Royal Liverpool isn’t as strong of a challenge as nearby Royal Birkdale or Royal Lytham. Neither is it as quirky as Royal St. George’s. The Hoylake links is a fair test of golf.
“It’s not like a Royal St. George’s, where the ball can bounce from left to right and you’re always having to play inventive, creative shots and really use the luck of the bounce,” tournament favorite Justin Rose said. “Here, everything is a little bit more predictable.”
The defending champion agrees.
“The reason I really like Royal Liverpool is the same reason I really like Muirfield,” said Phil Mickelson, comparing Hoylake with the site of his 2013 victory. “When you have to land a ball 20, 30 yards short of the green, if you hit at the green it will kick on. There are not these repellent hillsides in the landing area that kick balls off into the trouble.”

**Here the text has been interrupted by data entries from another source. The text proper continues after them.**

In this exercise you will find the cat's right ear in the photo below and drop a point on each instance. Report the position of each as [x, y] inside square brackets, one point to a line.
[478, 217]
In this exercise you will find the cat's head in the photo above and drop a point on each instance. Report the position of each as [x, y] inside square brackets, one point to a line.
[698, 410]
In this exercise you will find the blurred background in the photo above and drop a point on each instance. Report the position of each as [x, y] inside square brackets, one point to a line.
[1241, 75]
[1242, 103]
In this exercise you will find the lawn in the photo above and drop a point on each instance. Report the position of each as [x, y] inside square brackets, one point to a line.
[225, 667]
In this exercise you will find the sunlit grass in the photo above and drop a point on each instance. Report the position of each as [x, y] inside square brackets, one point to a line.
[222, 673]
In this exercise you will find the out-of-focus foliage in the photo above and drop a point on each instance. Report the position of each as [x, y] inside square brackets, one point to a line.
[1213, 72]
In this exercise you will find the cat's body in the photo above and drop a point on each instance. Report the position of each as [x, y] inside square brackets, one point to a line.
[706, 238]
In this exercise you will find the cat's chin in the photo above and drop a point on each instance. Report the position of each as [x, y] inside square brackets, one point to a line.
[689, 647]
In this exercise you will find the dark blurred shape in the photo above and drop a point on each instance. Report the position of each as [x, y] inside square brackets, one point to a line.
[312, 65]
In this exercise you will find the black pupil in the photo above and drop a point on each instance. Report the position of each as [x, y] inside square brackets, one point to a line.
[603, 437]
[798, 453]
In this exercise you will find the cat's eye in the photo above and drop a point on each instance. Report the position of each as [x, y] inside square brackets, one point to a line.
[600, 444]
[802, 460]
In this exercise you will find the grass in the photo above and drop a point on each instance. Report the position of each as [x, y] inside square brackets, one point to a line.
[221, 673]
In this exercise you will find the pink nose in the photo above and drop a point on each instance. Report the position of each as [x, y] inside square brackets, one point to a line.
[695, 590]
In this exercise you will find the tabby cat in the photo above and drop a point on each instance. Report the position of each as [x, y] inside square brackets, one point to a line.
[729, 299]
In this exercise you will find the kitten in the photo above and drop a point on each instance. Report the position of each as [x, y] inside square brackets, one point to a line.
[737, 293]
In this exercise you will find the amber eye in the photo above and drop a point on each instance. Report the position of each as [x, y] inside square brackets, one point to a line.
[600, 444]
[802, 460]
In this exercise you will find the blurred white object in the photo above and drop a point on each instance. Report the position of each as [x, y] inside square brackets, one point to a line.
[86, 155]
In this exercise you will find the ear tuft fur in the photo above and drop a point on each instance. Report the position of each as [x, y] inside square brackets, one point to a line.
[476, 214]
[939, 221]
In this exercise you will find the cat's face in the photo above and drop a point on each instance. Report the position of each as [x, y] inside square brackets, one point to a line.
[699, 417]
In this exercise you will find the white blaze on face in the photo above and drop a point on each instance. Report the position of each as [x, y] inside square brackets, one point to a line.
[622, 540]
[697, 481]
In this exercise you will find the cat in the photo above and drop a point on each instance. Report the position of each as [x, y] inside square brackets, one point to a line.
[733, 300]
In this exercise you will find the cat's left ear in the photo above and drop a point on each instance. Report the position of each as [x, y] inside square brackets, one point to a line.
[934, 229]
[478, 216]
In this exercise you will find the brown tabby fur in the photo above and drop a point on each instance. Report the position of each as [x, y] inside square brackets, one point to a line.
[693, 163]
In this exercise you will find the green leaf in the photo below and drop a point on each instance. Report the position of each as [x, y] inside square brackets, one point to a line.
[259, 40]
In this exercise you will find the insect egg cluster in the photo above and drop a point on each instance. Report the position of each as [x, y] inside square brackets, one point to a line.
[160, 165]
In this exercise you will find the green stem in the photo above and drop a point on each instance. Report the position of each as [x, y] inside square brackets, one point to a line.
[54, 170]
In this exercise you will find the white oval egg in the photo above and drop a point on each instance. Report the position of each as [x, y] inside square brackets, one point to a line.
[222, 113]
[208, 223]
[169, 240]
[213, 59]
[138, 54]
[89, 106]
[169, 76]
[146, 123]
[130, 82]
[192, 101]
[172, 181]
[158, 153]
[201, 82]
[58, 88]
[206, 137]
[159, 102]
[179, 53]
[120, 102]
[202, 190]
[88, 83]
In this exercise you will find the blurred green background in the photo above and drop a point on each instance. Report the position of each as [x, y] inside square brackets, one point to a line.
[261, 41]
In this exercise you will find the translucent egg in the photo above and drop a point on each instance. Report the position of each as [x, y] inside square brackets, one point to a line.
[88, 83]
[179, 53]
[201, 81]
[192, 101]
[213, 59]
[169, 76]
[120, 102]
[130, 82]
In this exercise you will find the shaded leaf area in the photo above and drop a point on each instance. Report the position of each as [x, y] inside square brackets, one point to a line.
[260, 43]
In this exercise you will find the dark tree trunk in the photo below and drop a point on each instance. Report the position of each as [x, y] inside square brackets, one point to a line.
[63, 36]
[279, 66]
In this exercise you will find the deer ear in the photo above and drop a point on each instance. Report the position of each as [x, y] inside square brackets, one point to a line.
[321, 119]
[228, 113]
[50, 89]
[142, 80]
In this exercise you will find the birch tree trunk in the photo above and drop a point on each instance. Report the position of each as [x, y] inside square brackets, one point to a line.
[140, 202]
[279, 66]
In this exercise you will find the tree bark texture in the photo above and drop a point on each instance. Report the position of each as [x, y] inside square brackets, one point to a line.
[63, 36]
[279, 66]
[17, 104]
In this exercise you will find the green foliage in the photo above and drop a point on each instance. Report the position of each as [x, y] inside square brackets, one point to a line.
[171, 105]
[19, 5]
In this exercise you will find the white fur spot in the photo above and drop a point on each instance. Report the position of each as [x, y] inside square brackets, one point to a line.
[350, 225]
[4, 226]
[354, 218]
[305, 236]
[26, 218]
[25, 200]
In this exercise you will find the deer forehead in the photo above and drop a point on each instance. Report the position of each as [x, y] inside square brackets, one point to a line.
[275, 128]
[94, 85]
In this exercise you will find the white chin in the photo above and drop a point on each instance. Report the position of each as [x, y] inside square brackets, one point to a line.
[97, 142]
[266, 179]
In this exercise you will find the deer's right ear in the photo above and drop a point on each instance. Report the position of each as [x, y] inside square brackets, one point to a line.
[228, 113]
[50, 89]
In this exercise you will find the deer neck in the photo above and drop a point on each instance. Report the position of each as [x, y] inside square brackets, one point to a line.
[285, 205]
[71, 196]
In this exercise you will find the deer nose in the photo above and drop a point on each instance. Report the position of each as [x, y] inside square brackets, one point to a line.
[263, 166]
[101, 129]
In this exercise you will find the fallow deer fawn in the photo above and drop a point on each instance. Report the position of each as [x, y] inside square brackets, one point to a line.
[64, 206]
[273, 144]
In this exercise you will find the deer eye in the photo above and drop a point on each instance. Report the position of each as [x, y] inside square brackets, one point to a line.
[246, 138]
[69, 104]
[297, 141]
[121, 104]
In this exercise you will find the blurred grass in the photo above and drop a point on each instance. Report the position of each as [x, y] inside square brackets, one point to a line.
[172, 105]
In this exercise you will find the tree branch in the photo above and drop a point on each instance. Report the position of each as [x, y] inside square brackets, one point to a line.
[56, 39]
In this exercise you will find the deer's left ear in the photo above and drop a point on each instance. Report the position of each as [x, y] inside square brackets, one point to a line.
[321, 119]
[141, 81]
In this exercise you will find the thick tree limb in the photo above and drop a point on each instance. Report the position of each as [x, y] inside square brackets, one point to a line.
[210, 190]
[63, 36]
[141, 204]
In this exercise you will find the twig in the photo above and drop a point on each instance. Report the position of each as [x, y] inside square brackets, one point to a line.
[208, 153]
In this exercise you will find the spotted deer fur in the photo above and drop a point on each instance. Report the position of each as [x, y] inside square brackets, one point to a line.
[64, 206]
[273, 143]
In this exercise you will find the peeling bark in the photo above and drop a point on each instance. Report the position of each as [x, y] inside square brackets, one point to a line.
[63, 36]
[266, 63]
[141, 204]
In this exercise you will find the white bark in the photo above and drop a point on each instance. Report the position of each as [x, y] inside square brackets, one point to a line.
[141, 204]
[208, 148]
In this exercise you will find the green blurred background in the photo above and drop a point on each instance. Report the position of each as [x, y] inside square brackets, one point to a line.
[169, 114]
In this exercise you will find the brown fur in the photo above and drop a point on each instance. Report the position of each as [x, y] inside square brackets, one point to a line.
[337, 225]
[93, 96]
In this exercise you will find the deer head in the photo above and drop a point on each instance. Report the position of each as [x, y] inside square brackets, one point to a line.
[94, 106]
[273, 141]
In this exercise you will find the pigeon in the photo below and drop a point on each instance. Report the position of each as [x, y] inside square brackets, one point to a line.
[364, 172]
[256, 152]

Woods won the 2006 Open Championship because he dominated the par 5s, even with 2-irons off the tee. Those holes – Nos. 5, 10, 16 and 18 – will play a huge part in who stands with the old Claret Jug come Sunday night.
“We’re all looking at if we can take advantage of the par 5s,” Adam Scott said. “There’s a real opportunity for a low score out there with some good golf on the other 14 holes. It’s going to be a big part of the strategy we’re playing.”
That’s certainly true of the 561-yard finishing hole. Normally the 16th for members, it has internal out of bounds down the right side. However, it shouldn’t pose too many problems.
“You don’t need to hit driver off that tee to be able to score,” Ian Poulter said. “In practice I hit 3-iron, 3-iron on the green. So that hole is certainly reachable in the right wind condition without taking any risk on.”
Poulter slammed the R&A last year for hole locations at Muirfield that resembled a crazy golf layout. Royal Liverpool’s greens shouldn’t trouble this year’s field.
“They’re relatively flat,” Poulter said. “There really isn’t much slope in them. I think once you’ve found the putting surface, you’ve got a fairly flat putt from pretty much anywhere, apart from a couple of holes. There are no windmills.”
The 143rd running of the game’s oldest championship seems set to be wide open.